S’il peut par ailleurs être regretté que le syndic professionnel n’ait pas répondu aux courriels de la SCI STALINGRAD ni ne l’ait rappelée à ses obligations s’agissant des formes de la notification de son changement d’adresse, ce seul élément est insuffisant à caractériser une négligence fautive de sa part, en l’absence de tout autre manquement mis en évidence. Le syndic ne peut ainsi se voir imposer une obligation de réclamer l’envoi d’un recommandé et de pallier ainsi à la carence d’un copropriétaire.
En tout état de cause, et quand bien même une faute aurait été caractérisée à l’égard de la société [Adresse 7] pour avoir omis de prendre en compte le changement d’adresse de la requérante et avoir ainsi transmis une adresse erronée à la SOLEAM, il n’est pas établi que cet éventuel manquement serait directement à l’origine d’un préjudice pour la SCI STALINGRAD, alors qu’il est démontré par la défenderesse que cette dernière avait été informée des travaux de ravalement décidés par l’assemblée générale avant la signature de l’acte de vente ainsi que de la possibilité d’obtenir une subvention, que le précédent propriétaire de son lot avait déposé un dossier à cette fin et qu’elle s’était dès lors engagé à reverser les éventuelles subventions perçues à ce dernier (page 30 de l’acte de vente).

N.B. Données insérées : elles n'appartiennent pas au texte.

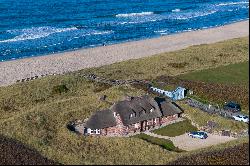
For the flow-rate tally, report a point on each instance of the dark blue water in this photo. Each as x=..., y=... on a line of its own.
x=39, y=27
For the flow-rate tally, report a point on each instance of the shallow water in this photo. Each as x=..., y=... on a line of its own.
x=39, y=27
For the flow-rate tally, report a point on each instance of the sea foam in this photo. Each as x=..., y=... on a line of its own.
x=34, y=33
x=232, y=3
x=134, y=14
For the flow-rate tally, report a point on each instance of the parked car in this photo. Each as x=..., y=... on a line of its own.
x=198, y=134
x=242, y=118
x=232, y=106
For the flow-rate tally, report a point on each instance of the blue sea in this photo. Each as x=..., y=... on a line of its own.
x=40, y=27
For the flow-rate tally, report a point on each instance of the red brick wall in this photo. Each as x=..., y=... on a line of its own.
x=120, y=129
x=167, y=119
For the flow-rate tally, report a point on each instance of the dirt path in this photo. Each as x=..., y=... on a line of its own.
x=187, y=143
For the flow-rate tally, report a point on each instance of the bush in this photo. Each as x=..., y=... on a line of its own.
x=8, y=105
x=60, y=89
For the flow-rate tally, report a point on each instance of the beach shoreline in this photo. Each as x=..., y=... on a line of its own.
x=58, y=63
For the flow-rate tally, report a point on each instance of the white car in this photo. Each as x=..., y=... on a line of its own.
x=242, y=118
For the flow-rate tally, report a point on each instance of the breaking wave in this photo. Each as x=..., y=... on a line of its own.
x=34, y=33
x=232, y=3
x=190, y=15
x=176, y=10
x=134, y=14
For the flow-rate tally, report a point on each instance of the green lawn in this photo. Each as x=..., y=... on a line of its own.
x=176, y=129
x=164, y=143
x=201, y=118
x=235, y=74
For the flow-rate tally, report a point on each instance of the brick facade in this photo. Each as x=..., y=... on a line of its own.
x=122, y=130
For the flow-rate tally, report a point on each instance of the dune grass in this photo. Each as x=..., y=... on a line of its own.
x=176, y=129
x=41, y=114
x=175, y=63
x=164, y=143
x=201, y=118
x=233, y=74
x=37, y=112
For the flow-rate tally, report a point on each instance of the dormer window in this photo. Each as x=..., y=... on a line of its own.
x=132, y=115
x=152, y=109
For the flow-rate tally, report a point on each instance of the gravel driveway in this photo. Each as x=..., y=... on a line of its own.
x=188, y=143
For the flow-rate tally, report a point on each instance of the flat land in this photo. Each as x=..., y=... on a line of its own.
x=176, y=129
x=237, y=155
x=12, y=71
x=37, y=112
x=188, y=143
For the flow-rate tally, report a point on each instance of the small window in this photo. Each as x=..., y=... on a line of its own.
x=97, y=131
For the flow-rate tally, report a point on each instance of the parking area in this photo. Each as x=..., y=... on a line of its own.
x=188, y=143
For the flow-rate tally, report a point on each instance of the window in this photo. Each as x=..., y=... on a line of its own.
x=97, y=131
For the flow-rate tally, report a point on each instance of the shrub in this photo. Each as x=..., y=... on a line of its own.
x=60, y=89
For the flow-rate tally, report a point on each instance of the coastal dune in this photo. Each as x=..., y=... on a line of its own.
x=11, y=71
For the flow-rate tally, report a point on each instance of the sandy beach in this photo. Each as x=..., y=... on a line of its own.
x=11, y=71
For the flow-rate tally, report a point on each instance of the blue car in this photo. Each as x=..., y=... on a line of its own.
x=198, y=134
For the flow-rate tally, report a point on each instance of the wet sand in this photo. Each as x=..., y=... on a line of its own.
x=11, y=71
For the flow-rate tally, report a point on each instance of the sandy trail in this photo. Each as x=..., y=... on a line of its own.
x=188, y=143
x=11, y=71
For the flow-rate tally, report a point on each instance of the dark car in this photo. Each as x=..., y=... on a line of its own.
x=198, y=134
x=232, y=106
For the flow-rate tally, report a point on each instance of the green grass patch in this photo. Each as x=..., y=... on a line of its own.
x=164, y=143
x=233, y=74
x=176, y=129
x=201, y=118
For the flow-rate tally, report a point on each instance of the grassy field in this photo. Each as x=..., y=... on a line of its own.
x=166, y=144
x=176, y=129
x=233, y=74
x=201, y=118
x=236, y=155
x=37, y=112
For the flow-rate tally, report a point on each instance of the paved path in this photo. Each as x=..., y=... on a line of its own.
x=188, y=143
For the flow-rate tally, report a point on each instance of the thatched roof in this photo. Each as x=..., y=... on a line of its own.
x=137, y=109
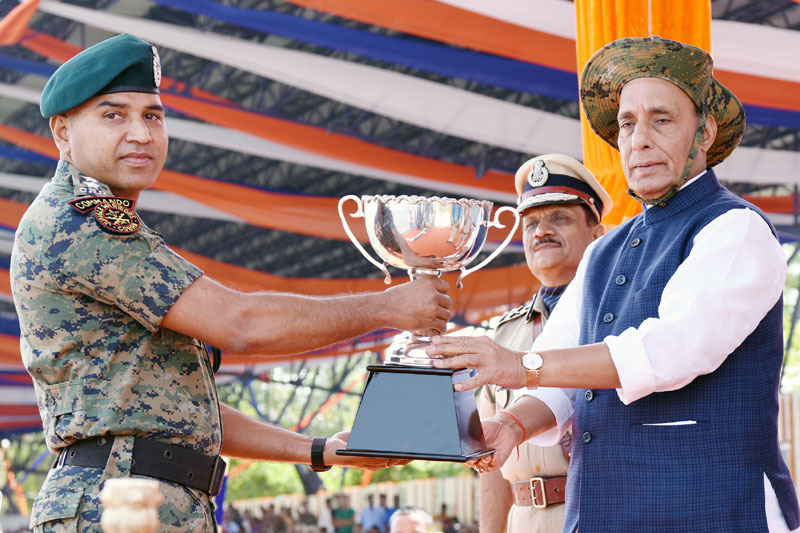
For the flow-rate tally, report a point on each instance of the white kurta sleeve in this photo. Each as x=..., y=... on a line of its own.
x=733, y=276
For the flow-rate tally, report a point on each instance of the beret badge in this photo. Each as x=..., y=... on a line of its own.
x=538, y=174
x=156, y=67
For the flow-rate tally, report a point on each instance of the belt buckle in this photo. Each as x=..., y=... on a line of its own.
x=533, y=482
x=217, y=476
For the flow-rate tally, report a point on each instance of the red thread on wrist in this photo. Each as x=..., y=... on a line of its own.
x=513, y=417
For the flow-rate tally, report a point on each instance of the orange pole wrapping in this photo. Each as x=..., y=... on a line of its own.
x=602, y=21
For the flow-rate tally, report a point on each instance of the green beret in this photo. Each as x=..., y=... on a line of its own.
x=123, y=63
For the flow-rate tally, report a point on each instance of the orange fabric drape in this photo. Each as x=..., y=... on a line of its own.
x=316, y=216
x=450, y=24
x=602, y=21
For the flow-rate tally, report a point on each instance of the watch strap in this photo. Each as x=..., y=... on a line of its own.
x=317, y=459
x=532, y=379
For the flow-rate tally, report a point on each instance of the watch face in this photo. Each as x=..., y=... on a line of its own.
x=532, y=361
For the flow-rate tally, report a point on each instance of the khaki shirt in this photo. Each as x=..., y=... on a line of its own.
x=515, y=331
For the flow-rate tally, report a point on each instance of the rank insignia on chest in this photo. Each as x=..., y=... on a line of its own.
x=113, y=214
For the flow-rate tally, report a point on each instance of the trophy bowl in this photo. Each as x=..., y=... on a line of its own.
x=424, y=236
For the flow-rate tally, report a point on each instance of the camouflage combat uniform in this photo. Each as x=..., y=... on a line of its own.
x=90, y=304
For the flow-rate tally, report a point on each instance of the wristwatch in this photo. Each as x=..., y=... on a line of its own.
x=532, y=362
x=317, y=460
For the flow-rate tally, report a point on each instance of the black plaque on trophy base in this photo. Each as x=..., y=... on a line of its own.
x=410, y=412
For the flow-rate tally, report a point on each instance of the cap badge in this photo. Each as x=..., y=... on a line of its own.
x=113, y=214
x=156, y=67
x=538, y=175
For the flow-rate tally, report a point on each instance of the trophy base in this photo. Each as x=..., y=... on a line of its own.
x=409, y=350
x=411, y=412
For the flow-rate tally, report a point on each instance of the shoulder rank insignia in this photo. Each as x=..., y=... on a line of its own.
x=515, y=313
x=113, y=214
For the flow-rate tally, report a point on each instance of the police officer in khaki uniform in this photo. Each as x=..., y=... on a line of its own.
x=561, y=204
x=113, y=323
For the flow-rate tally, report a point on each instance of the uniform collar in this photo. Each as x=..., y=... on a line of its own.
x=544, y=301
x=692, y=192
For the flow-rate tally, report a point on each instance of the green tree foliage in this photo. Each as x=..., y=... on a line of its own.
x=791, y=313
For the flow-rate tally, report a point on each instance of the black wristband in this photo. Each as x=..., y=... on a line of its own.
x=317, y=459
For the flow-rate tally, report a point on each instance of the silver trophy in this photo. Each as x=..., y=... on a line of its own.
x=408, y=408
x=425, y=236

Dans ces conditions, la requérante doit être déboutée purement et simplement de sa demande.
Sur les demandes accessoires
Aux termes de l’article 696 du Code de procédure civile, la partie perdante est condamnée aux dépens, à moins que le juge, par décision motivée, n’en mette la totalité ou une fraction à la charge d’une autre partie.
Aux termes de l’article 700 (1°) du Code de procédure civile, le juge condamne la partie tenue aux dépens ou qui perd son procès à payer à l’autre partie la somme qu’il détermine, au titre des frais exposés et non compris dans les dépens. Dans tous les cas, le juge tient compte de l’équité ou de la situation économique de la partie condamnée. Il peut, même d’office, pour des raisons tirées des mêmes considérations, dire qu’il n’y a pas lieu à ces condamnations.
La SCI STALINGRAD, qui succombe, sera condamnée aux entiers dépens.
Elle sera également condamnée au paiement d’une somme de 1.500 euros au titre des frais irrépétibles engagés par la défenderesse dans le cadre de la présente procédure.
L’exécution provisoire est de droit en application de l’article 514 du code de procédure civile et il n’y a pas lieu de l’écarter.
PAR CES MOTIFS
Le tribunal, statuant après audience publique, en premier ressort, par jugement contradictoire mis à disposition des parties au greffe,
DEBOUTE la SCI STALINGRAD de l’ensemble de ses demandes ;
CONDAMNE la SCI STALINGRAD à payer à la SAS [Adresse 8] la somme de 1.500 euros au titre de l’article 700 du code de procédure civile ;
CONDAMNE la SCI STALINGRAD aux dépens ;
REJETTE toute demande plus ample ou contraire ;
DIT n’y avoir lieu à écarter l’exécution provisoire de droit de la présente décision.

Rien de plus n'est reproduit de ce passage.